Rendimento: Qual Paga Mais?
O Tesouro Selic acompanha a taxa Selic, com rentabilidade de Selic + 0,0288% ao ano (em agosto de 2026). Na prática, o título rende praticamente 100% da Selic, descontada apenas uma pequena taxa de custódia de 0,20% ao ano sobre o valor aplicado (cobrada pela B3), conforme o Tesouro Direto. Com a Selic em patamares elevados, o rendimento líquido fica próximo da taxa básica de juros.
Já o CDB de bancos menores costuma oferecer rentabilidades entre 100% e 130% do CDI para atrair captação, segundo o InfoMoney.

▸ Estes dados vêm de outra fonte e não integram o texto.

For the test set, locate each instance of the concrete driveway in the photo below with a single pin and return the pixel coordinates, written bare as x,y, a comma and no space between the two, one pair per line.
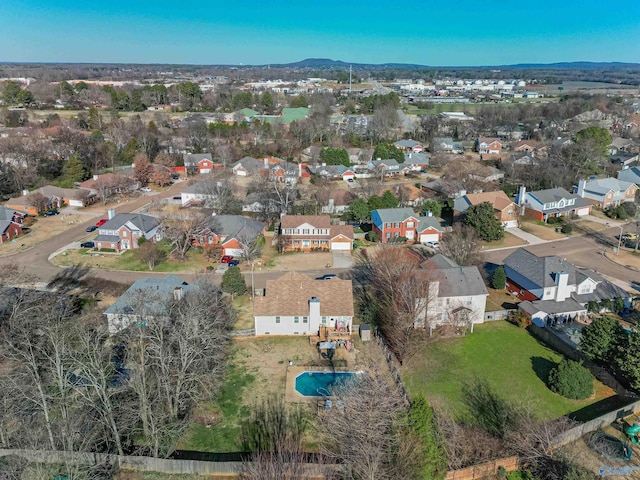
342,259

Como o CDI acompanha a Selic de perto (geralmente fica 0,10 a 0,15 ponto percentual abaixo), um CDB que paga 120% do CDI renderá mais do que o Tesouro Selic na maior parte dos cenários.
Exemplo prático: com Selic a 10,50% ao ano e CDI a 10,40% ao ano, um CDB a 120% do CDI renderia cerca de 12,48% ao ano (bruto), enquanto o Tesouro Selic renderia próximo de 10,30% ao ano (já descontada a taxa de custódia). A diferença favorece o CDB antes do Imposto de Renda.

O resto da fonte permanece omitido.